Apart from Hazratganj, another street that is a shopper’s paradise is Khun Khunji Road in the old city area of Chowk. Shop after shop stocks exquisite saris, salwar kameezes, bedspreads, delicately embroidered with shadow stitch, known as chikan. Polite salesmen happily display their wares in shades of pastel-pink, sea-blue, pista-green, lemon-yellow and milky-white. They even offer you tea as you mull over the vast array spread before your fascinated eye. After you have had a field day feeling like the royal women of yore you can refresh yourself with a tall glass of thandai or creamy lassi at one of the numerous shops selling milk products, though old-timers are choosy and have their favourites.
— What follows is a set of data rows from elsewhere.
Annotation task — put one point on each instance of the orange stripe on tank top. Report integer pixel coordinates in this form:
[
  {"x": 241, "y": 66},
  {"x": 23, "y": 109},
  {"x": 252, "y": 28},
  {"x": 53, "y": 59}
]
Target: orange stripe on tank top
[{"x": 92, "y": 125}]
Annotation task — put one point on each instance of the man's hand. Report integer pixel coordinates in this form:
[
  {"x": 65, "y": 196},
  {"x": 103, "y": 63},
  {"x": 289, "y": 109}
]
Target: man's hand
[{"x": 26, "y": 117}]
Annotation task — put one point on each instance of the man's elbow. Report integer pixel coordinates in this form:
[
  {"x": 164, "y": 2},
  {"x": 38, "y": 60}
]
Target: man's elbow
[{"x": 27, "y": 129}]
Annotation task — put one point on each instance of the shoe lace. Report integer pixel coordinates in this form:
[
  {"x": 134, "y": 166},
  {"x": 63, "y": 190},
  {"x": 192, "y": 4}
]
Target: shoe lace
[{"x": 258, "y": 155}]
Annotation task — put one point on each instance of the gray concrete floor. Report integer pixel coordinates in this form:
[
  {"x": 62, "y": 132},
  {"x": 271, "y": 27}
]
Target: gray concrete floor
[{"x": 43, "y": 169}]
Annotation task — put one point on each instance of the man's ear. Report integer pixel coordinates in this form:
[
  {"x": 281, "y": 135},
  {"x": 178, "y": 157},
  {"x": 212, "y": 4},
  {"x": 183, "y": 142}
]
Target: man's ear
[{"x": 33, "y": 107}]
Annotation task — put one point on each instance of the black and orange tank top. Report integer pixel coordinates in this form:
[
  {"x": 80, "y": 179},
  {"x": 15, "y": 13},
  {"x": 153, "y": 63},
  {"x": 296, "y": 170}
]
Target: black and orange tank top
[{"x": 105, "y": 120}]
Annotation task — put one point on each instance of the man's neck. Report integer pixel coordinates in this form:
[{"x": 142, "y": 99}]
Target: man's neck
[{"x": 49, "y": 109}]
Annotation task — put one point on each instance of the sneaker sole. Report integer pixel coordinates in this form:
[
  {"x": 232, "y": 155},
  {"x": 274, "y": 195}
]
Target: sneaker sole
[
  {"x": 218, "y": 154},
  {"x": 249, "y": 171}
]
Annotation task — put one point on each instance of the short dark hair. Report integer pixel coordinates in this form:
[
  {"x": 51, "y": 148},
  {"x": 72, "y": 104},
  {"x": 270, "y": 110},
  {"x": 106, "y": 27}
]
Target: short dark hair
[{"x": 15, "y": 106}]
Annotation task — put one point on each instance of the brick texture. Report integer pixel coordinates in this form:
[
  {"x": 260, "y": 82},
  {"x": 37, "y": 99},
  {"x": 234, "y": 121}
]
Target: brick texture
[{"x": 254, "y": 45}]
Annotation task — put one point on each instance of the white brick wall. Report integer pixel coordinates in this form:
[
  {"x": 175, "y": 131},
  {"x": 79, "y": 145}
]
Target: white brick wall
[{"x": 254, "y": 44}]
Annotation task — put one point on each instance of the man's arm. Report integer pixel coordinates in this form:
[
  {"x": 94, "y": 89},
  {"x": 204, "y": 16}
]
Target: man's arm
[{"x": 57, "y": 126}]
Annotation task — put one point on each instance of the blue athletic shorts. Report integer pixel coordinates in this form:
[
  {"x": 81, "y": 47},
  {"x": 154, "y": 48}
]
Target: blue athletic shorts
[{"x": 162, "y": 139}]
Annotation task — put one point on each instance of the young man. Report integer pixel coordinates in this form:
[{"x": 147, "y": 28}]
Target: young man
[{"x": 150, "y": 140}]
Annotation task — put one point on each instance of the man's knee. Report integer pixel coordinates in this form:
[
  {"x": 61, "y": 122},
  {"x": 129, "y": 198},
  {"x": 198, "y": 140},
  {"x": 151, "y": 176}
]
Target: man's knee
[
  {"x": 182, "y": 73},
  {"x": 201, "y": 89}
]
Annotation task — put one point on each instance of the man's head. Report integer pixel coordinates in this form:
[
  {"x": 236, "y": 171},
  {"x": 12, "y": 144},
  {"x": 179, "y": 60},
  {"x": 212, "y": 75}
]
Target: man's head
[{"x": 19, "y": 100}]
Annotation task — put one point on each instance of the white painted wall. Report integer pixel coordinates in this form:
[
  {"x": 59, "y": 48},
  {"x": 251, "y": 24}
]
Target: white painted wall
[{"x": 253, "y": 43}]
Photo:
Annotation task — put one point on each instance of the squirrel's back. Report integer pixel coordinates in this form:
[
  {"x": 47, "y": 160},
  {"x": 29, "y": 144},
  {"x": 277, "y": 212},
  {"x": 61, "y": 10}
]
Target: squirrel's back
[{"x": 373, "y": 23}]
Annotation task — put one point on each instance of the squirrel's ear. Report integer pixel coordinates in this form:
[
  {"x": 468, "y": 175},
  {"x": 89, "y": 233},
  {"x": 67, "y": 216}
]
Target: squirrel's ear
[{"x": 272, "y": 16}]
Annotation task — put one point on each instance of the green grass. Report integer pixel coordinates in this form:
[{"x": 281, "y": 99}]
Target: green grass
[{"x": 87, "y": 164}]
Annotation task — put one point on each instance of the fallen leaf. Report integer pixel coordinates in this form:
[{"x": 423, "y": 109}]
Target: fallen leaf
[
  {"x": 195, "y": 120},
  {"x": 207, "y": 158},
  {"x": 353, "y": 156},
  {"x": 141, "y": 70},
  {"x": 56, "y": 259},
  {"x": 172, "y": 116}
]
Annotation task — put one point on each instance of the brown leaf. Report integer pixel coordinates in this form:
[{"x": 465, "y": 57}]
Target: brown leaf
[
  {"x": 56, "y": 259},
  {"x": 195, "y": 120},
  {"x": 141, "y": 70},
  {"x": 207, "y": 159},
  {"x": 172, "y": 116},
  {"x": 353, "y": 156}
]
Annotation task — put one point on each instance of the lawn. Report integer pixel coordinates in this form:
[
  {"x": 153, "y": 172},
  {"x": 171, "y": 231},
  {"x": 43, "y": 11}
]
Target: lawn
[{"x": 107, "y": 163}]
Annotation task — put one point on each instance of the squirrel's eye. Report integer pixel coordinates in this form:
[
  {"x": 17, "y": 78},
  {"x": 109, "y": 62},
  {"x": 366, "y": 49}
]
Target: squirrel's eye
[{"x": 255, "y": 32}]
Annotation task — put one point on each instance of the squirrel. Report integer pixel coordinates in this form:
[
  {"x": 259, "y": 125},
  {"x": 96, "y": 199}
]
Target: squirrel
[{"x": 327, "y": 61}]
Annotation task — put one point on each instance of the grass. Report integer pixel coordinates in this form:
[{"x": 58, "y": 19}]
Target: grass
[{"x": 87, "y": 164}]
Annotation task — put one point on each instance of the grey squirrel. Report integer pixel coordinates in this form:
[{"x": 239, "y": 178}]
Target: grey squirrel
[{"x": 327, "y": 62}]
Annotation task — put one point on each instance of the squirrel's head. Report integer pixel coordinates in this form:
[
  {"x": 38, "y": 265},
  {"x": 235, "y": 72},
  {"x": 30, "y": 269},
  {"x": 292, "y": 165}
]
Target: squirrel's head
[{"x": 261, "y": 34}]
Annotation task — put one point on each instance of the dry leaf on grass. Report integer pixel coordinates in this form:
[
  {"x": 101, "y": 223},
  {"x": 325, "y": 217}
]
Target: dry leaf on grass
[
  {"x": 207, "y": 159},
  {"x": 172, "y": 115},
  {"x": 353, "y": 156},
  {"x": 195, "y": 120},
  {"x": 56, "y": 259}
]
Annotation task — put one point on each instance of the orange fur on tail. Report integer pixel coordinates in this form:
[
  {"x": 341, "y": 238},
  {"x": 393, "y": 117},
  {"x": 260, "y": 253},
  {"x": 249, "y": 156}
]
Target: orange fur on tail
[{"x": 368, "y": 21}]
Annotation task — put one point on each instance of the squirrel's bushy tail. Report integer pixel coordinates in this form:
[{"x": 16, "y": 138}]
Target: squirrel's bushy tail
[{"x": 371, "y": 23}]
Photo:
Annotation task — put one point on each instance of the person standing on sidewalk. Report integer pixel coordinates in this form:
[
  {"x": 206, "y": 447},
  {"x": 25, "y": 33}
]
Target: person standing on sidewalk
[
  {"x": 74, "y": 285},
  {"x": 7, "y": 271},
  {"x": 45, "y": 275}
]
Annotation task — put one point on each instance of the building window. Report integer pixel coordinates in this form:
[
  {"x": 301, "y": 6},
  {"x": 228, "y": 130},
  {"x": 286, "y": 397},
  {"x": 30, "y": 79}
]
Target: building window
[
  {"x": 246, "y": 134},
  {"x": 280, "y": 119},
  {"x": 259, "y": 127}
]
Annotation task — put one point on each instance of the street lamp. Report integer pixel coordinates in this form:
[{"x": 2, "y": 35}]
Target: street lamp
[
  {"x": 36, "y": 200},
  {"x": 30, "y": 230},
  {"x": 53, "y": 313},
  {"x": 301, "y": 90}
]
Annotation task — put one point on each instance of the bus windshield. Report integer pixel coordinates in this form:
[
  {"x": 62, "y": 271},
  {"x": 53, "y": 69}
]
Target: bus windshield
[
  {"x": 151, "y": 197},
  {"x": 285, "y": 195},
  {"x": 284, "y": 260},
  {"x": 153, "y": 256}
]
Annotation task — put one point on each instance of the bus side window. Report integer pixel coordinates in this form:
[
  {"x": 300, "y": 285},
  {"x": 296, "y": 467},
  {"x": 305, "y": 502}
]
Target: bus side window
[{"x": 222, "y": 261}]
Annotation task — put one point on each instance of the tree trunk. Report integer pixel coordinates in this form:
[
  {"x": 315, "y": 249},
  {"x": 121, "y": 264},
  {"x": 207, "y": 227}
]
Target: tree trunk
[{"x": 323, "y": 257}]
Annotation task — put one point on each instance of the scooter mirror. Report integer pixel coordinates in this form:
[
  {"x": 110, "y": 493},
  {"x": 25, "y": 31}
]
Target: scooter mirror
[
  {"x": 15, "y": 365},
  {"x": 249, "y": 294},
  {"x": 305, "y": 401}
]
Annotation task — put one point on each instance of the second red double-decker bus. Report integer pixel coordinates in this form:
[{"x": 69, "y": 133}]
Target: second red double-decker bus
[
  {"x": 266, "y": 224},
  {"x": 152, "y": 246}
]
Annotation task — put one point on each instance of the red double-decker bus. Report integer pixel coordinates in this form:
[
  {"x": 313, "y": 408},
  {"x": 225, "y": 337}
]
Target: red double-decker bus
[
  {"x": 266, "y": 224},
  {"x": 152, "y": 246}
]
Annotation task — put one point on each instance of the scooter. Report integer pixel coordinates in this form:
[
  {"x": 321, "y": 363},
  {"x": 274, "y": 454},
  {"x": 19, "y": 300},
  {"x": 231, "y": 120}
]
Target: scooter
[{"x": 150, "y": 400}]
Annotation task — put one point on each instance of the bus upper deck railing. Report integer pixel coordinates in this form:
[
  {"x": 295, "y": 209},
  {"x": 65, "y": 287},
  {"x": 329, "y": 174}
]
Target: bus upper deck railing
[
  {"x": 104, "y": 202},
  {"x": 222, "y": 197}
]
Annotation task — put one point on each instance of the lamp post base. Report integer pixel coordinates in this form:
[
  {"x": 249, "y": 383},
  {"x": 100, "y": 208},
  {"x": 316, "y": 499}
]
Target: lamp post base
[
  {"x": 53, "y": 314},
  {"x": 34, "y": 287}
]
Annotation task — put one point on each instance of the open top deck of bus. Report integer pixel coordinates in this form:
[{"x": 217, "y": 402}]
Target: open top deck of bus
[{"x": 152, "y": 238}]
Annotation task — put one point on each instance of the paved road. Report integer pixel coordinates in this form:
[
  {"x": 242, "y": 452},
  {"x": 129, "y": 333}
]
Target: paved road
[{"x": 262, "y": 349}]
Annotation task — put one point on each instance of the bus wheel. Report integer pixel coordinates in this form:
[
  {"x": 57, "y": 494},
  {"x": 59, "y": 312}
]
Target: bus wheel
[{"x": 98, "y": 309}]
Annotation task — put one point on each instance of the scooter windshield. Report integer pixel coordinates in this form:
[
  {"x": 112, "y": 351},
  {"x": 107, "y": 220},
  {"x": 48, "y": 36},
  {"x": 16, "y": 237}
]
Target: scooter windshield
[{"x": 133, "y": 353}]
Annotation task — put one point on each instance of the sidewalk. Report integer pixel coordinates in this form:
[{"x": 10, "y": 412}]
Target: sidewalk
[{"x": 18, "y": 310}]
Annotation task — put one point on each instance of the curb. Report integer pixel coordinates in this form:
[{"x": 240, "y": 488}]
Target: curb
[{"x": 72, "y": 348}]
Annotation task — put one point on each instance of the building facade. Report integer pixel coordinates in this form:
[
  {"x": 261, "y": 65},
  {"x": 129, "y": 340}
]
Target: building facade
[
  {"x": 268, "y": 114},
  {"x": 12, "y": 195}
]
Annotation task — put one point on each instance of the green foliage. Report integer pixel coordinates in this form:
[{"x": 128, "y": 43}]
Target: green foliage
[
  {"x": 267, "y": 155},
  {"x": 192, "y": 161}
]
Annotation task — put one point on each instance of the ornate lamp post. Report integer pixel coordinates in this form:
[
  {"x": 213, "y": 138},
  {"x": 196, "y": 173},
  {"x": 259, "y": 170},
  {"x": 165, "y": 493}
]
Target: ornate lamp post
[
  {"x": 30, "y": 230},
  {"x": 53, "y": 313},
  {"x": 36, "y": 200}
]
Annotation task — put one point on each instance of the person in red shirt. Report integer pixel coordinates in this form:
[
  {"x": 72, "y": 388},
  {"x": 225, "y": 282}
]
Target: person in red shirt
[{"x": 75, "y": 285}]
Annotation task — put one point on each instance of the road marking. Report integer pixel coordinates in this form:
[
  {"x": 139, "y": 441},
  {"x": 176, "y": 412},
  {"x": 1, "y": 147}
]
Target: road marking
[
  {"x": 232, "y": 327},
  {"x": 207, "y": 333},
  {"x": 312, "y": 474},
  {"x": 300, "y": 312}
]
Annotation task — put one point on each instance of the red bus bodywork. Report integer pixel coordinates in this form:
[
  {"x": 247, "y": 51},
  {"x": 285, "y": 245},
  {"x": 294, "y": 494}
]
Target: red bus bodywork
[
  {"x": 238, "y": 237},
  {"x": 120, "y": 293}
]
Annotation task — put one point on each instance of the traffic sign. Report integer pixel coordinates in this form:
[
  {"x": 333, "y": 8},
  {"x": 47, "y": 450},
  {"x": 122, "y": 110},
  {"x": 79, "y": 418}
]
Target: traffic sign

Lucknow has sometimes been described as a city of decadent culture. Decadent or indulgent? If you use the gastronomical yardstick, it is truly a city of indulgence. From delicately-flavoured pulao (as opposed to over-spiced biryani), sold even at Charbagh railway station, to the light, fluffy shir mal and melting-in-the-mouth galouti kababs, Lucknow continues the tradition of its royal kitchens where cooking was a highly-developed art. I remember a classmate bringing saffron-flavoured shahi tukra to a school picnic! And even today, school children’s tiffins are more likely to have pulao than boring sandwiches. A friend recounts that her mother made soft raughani rotis (the flour was kneaded with milk and cream) for breakfast and that she now makes them for her son.

And so, traditions are passed down from one generation to the next…and the capital of Uttar Pradesh – a state symbolic of much that’s wrong with governance – preserves its royal repast, even as governments come and go.